Comments about technological history, system fractures, and human resilience from James R. Chiles, the author of Inviting Disaster: Lessons from the Edge of Technology (HarperBusiness 2001; paperback 2002) and The God Machine: From Boomerangs to Black Hawks, the Story of the Helicopter (Random House, 2007, paperback 2008)

Sunday, April 3, 2011

Southwest B737-300: Rapid descent to Yuma

Quick post on the news item Friday about Southwest Flight 812, Phoenix to Sacramento, which had to make an unscheduled landing after a section of skin roughly 3 x 4 foot in size blew out from the top of its fuselage. One passenger said the location was around Rows 12-13. Tail number is N632SW. It was manufactured in 1996. Over 930 model 737-300s are flying worldwide 

For pilot enthusiasts, here's a link to what appears to be a Boeing manual that includes a section on rapid descents. See material starting on PDF page 209: advice is to limit airspeeds and maneuvering loads if structural damage is suspected (or confirmed, given a big hole in the cabin).

The discussions on Airliners.net and PIREP.org, a pilots' forum, are worth reading. It is disappointing to read about several years of maintenance shortcuts by Southwest management, and clashes with regulators. 

A NTSB link to a skin blowout incident on an Aloha Airlines 737 is here. A Time article on that one is here. It was fatal to one flight attendant who was sucked out of the cabin. (But the Aloha plane didn't crash as in a previous cabin-skin failure, of a Far Eastern Air Transport 737-200 in 1981.) For more context, see this Airsafe list of 737 crashes

That said, the 737 is a workhorse and has accumulated an impressive safety record. But apparently some of its operators can do better. Inspections and prompt repairs, done by the book, are key. 

I'm told that all aircraft have cracks in them somewhere, if one looks closely enough. While writing my helicopter book I was surprised to be shown how a helicopter company manages tiny but visible cracks in rotor blades on executive helicopters, found during periodic inspections.

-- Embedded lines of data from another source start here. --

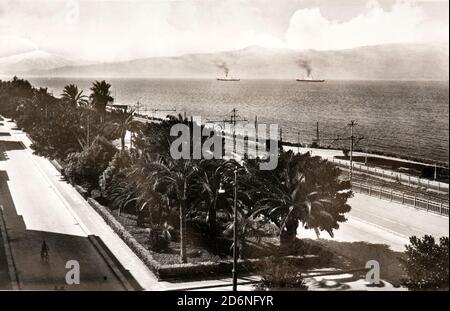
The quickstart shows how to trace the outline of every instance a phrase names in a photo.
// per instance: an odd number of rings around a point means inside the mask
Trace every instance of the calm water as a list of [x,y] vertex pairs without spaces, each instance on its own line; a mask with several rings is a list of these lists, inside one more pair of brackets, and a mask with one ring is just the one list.
[[[92,79],[30,78],[55,95],[75,83],[89,93]],[[109,79],[117,103],[145,104],[148,109],[176,109],[203,119],[223,119],[234,107],[250,122],[277,123],[283,139],[311,142],[320,136],[349,135],[358,122],[360,148],[448,162],[448,82],[287,80]],[[151,113],[151,112],[149,112]],[[162,115],[156,113],[155,115]],[[229,118],[229,117],[228,117]],[[338,147],[338,143],[324,141]]]

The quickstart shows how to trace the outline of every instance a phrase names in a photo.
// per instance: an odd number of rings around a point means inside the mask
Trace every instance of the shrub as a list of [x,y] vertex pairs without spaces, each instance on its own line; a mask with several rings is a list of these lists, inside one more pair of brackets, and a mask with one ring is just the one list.
[[152,251],[160,253],[169,249],[170,240],[172,239],[171,229],[172,227],[167,222],[164,225],[155,225],[153,228],[150,228],[148,243]]
[[97,136],[92,145],[83,151],[69,154],[64,167],[66,177],[71,182],[85,186],[89,190],[98,188],[99,176],[116,151],[109,141]]
[[448,237],[440,238],[439,243],[430,235],[409,240],[404,260],[408,278],[404,284],[410,289],[448,289]]

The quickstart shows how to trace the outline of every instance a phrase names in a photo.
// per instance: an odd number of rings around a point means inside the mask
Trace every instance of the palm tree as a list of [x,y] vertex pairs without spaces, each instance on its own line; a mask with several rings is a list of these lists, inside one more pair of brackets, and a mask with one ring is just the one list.
[[187,195],[194,184],[198,167],[192,160],[159,158],[153,162],[155,190],[163,193],[179,206],[180,215],[180,260],[187,262],[186,254],[186,209]]
[[113,97],[111,97],[111,84],[106,83],[105,80],[103,81],[95,81],[92,83],[91,87],[91,95],[90,98],[92,100],[92,106],[97,110],[98,113],[100,113],[100,121],[103,123],[104,121],[104,115],[106,112],[106,105],[109,102],[112,102],[114,100]]
[[333,236],[338,222],[346,221],[346,203],[352,193],[347,182],[339,181],[339,169],[332,163],[311,158],[309,154],[280,155],[277,169],[262,177],[263,196],[251,215],[267,216],[280,230],[280,243],[292,242],[301,222],[319,235],[324,230]]
[[72,107],[87,106],[87,96],[83,95],[83,90],[79,90],[75,84],[66,85],[61,94],[63,102]]

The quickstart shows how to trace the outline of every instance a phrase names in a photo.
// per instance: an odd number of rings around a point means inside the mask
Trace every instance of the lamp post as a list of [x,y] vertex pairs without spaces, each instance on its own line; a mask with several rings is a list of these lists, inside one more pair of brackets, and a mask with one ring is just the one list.
[[[234,173],[234,200],[233,200],[233,291],[237,291],[237,264],[238,264],[238,248],[237,248],[237,169],[233,170]],[[220,188],[218,193],[225,193],[225,189],[222,188],[222,183],[220,183]]]

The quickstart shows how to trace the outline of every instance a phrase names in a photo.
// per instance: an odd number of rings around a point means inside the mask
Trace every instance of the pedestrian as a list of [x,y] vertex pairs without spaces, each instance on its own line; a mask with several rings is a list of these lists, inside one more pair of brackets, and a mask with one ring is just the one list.
[[42,241],[41,246],[41,260],[43,262],[48,262],[49,256],[48,256],[49,248],[45,240]]

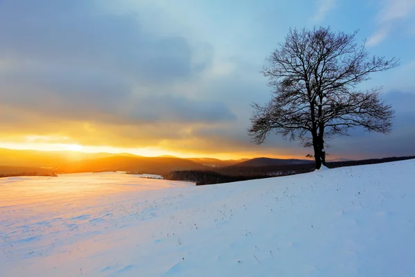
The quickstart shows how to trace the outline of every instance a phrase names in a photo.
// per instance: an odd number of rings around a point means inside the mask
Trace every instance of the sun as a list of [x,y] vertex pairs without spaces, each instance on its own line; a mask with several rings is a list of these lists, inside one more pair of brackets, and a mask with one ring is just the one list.
[[66,147],[66,149],[68,150],[71,150],[71,151],[81,151],[82,150],[82,148],[83,148],[82,146],[79,145],[77,144],[71,144]]

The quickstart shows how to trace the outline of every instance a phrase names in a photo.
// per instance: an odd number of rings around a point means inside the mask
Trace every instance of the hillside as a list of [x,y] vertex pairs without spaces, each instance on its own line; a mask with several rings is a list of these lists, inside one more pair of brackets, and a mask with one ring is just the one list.
[[241,159],[239,160],[219,160],[218,159],[212,158],[187,158],[187,159],[197,163],[214,168],[233,166],[248,160],[248,159]]
[[8,277],[412,276],[414,179],[415,160],[204,186],[117,173],[14,178],[0,186],[0,268]]
[[241,163],[235,163],[235,167],[255,167],[255,166],[288,166],[304,163],[313,163],[312,160],[300,160],[297,159],[273,159],[273,158],[255,158]]
[[192,161],[179,158],[109,157],[77,161],[56,168],[56,172],[91,172],[129,171],[163,175],[178,170],[206,170],[208,168]]

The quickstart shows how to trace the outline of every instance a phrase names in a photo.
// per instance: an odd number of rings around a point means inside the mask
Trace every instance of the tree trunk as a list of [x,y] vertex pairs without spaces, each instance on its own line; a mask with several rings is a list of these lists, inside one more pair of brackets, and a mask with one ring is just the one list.
[[314,159],[315,160],[315,169],[320,169],[320,168],[322,167],[322,152],[318,144],[318,138],[317,137],[313,138],[313,148],[314,148]]
[[324,141],[321,136],[317,135],[313,139],[314,148],[314,158],[315,159],[315,168],[320,169],[322,165],[326,166],[326,151],[324,150]]

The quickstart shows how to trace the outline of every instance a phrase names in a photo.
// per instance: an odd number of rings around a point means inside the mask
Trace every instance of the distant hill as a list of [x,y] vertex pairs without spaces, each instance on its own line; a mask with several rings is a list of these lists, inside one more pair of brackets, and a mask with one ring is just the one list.
[[185,159],[120,156],[73,161],[55,171],[58,173],[130,171],[163,175],[173,170],[207,169],[205,166]]
[[273,158],[255,158],[232,165],[235,167],[256,167],[256,166],[288,166],[304,163],[313,163],[312,160],[300,160],[297,159],[273,159]]
[[51,173],[50,168],[30,168],[26,166],[0,166],[0,175],[17,174],[22,172]]
[[249,159],[241,159],[239,160],[219,160],[219,159],[212,158],[187,158],[186,159],[203,164],[206,166],[214,168],[232,166],[249,160]]

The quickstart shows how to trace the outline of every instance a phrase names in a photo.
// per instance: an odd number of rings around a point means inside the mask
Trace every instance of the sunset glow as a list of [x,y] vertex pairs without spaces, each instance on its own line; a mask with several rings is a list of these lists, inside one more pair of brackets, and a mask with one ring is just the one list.
[[358,41],[367,38],[371,53],[400,60],[368,83],[383,86],[382,99],[396,111],[392,134],[335,138],[327,154],[360,159],[415,151],[412,6],[387,15],[395,10],[386,4],[360,5],[352,10],[364,16],[351,21],[340,12],[346,2],[326,9],[320,7],[326,1],[308,1],[290,15],[281,11],[299,7],[285,1],[145,2],[77,1],[68,9],[59,1],[0,1],[0,148],[304,158],[312,150],[281,136],[251,142],[250,104],[269,100],[272,88],[259,71],[290,27],[322,25],[360,30]]
[[83,147],[77,144],[72,144],[67,147],[67,149],[71,151],[81,151]]

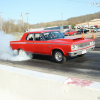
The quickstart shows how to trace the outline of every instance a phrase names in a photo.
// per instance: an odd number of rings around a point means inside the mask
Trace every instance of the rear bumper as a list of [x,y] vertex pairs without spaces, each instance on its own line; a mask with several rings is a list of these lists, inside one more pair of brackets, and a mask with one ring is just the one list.
[[[68,52],[68,55],[69,55],[70,57],[82,55],[82,54],[87,53],[88,51],[92,51],[92,50],[94,49],[94,47],[95,47],[95,46],[89,47],[89,48],[86,48],[86,49],[83,49],[83,50],[75,51],[75,52]],[[85,50],[86,52],[83,52],[84,50]]]

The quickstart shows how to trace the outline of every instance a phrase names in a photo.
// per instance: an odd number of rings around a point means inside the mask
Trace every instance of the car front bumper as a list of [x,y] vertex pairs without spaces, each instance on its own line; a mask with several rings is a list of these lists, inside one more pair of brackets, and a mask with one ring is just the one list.
[[92,51],[95,48],[95,46],[83,49],[83,50],[78,50],[78,51],[74,51],[74,52],[68,52],[69,57],[74,57],[74,56],[78,56],[78,55],[82,55],[87,53],[88,51]]

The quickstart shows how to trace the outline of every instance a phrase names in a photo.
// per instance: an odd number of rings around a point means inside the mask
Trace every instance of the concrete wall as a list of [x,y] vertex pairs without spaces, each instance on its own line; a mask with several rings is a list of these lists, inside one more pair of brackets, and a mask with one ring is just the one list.
[[0,65],[0,100],[100,100],[100,83]]

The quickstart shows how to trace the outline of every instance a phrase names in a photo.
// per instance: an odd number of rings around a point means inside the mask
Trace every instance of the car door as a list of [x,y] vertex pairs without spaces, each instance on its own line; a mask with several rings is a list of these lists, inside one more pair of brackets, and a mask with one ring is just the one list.
[[23,44],[23,48],[25,52],[34,53],[34,39],[33,33],[30,33],[26,36],[26,39]]
[[47,54],[46,44],[42,33],[34,33],[34,53],[36,54]]

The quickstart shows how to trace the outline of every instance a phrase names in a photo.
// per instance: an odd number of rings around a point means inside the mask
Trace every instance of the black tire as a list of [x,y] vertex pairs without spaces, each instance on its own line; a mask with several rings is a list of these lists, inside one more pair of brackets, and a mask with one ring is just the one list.
[[76,33],[74,33],[73,35],[76,35]]
[[54,52],[54,59],[57,63],[63,63],[66,61],[66,57],[60,50]]
[[31,53],[26,53],[23,49],[19,49],[18,54],[22,57],[29,56],[30,58],[33,58],[33,55]]
[[85,54],[78,55],[78,57],[83,57]]

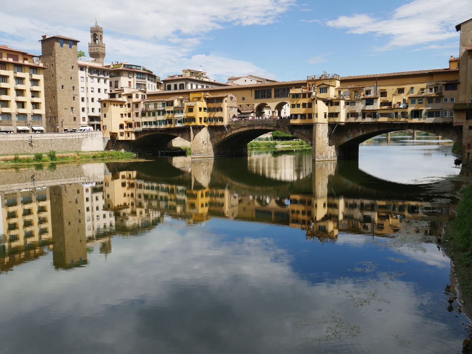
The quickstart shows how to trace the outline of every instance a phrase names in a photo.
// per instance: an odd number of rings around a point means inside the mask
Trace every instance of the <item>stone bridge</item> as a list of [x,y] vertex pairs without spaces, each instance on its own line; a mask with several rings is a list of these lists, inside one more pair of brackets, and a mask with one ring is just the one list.
[[[242,155],[247,153],[247,143],[251,140],[265,133],[279,131],[311,145],[313,160],[327,161],[355,157],[359,155],[359,144],[367,139],[383,133],[411,129],[462,142],[462,127],[439,120],[430,123],[361,121],[293,124],[288,119],[265,119],[231,122],[226,126],[143,129],[136,132],[136,140],[118,140],[113,148],[157,152],[178,137],[191,143],[193,158]],[[466,165],[469,161],[465,157],[463,162]]]

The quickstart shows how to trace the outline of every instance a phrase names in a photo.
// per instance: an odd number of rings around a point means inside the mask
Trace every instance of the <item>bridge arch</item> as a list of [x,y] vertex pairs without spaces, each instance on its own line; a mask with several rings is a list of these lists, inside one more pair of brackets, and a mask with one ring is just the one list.
[[331,128],[330,145],[336,147],[338,158],[354,157],[359,155],[359,145],[371,138],[384,133],[400,130],[414,130],[432,133],[450,140],[462,143],[462,131],[451,124],[432,123],[366,123],[362,125],[346,123]]

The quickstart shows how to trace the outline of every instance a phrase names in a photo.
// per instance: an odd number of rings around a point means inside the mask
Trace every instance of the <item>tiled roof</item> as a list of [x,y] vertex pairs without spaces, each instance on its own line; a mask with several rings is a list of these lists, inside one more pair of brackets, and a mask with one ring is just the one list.
[[32,54],[31,53],[28,53],[28,52],[25,52],[23,50],[20,50],[18,49],[13,49],[13,48],[10,48],[9,47],[5,47],[4,45],[0,45],[0,50],[9,50],[12,52],[17,52],[18,53],[21,53],[23,54],[26,54],[26,55],[31,55],[32,57],[37,57],[36,54]]
[[169,97],[168,99],[146,99],[146,101],[149,101],[149,102],[165,102],[166,101],[174,101],[177,99],[183,99],[184,98],[181,96],[173,96],[172,97]]
[[442,97],[442,95],[440,95],[438,93],[418,93],[416,95],[410,95],[408,96],[409,98],[415,98],[416,97],[419,97],[421,98],[421,97]]
[[368,75],[358,75],[353,76],[341,76],[340,80],[355,80],[356,79],[370,79],[376,77],[386,77],[388,76],[400,76],[405,75],[417,75],[422,74],[431,74],[432,73],[447,73],[458,71],[458,69],[431,69],[428,70],[416,70],[415,71],[400,71],[398,73],[388,73],[388,74],[374,74]]
[[61,39],[65,39],[67,40],[67,41],[74,41],[76,42],[80,41],[78,39],[71,38],[70,37],[64,37],[64,36],[59,36],[59,35],[51,36],[51,37],[48,37],[47,38],[42,38],[39,40],[39,41],[45,41],[45,40],[49,39],[50,38],[60,38]]
[[79,66],[87,66],[87,67],[94,67],[97,69],[101,69],[102,70],[107,70],[107,71],[110,70],[108,67],[105,67],[105,66],[101,66],[99,65],[91,65],[90,64],[86,64],[83,63],[78,63],[77,65]]
[[219,95],[213,95],[213,96],[207,96],[206,98],[213,99],[216,97],[226,97],[228,95],[233,95],[233,96],[234,96],[234,95],[232,93],[220,93]]
[[455,103],[453,109],[472,109],[472,103]]
[[347,86],[338,86],[336,88],[336,90],[338,89],[339,90],[343,89],[362,89],[364,87],[367,87],[367,85],[350,85]]
[[46,66],[42,66],[41,65],[34,64],[31,63],[24,63],[22,61],[16,61],[15,60],[7,60],[6,59],[0,59],[0,61],[2,63],[13,63],[15,65],[26,65],[28,66],[34,66],[34,67],[40,67],[42,69],[47,69]]
[[[259,88],[268,87],[270,86],[278,86],[284,85],[296,85],[299,84],[306,84],[306,80],[295,80],[294,81],[281,81],[279,82],[267,82],[266,83],[253,83],[250,85],[231,85],[231,87],[235,89],[246,88]],[[227,87],[207,87],[204,89],[191,89],[189,90],[172,90],[172,92],[194,92],[199,91],[214,91],[217,90],[228,90]],[[167,93],[168,91],[154,91],[148,92],[148,95],[157,94],[158,93]]]

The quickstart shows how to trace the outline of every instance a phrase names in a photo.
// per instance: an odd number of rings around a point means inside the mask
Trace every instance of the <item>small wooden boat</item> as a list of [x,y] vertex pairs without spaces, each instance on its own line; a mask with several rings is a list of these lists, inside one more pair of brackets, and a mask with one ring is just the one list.
[[164,156],[185,156],[187,155],[187,151],[182,148],[171,148],[161,150],[159,153]]

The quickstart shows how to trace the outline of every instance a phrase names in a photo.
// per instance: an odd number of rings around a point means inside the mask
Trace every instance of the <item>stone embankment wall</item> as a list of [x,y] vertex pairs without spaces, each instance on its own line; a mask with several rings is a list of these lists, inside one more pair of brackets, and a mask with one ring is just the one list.
[[[32,138],[32,143],[29,140]],[[103,149],[101,132],[81,133],[0,134],[0,155],[34,154],[55,150],[97,151]]]

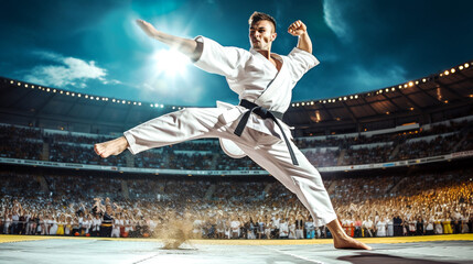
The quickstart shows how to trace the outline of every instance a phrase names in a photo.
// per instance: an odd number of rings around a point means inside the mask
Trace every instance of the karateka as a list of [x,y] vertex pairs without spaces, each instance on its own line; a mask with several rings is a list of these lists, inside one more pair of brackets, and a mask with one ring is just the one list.
[[335,248],[370,250],[345,234],[319,172],[292,143],[289,128],[282,122],[292,88],[319,64],[304,23],[298,20],[289,26],[288,32],[299,41],[287,56],[271,53],[276,21],[260,12],[249,19],[250,51],[222,46],[204,36],[181,38],[146,21],[137,23],[150,37],[189,56],[195,66],[224,76],[240,103],[217,102],[217,108],[186,108],[152,119],[126,131],[123,136],[96,144],[98,155],[118,155],[127,148],[137,154],[183,141],[218,138],[229,156],[248,155],[294,193],[315,226],[325,224],[331,230]]

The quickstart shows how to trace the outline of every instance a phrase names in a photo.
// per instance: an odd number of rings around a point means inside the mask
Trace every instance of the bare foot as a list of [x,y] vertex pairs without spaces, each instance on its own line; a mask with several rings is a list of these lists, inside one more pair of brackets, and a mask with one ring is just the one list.
[[333,238],[335,249],[354,249],[354,250],[372,250],[372,246],[366,245],[348,235]]
[[110,155],[118,155],[128,147],[128,141],[125,136],[118,139],[98,143],[94,145],[95,153],[101,157],[108,157]]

These blades are so expensive that cracks once detected, if well below a risk threshold, are monitored and managed, rather than replacing the entire blade.

Back to airliners. One catastrophic risk in fuselage-blowout cases, even those in which the lower section of the aircraft remains structurally sound, is collateral damage to wiring harnesses, control cables, or hydraulics that happen to be routed nearby. This is not a small matter.

You can see a wiring bundle at the center of this widely distributed photo from the Flight 812 incident. Normally it's concealed behind a ceiling panel but was exposed by the blowout.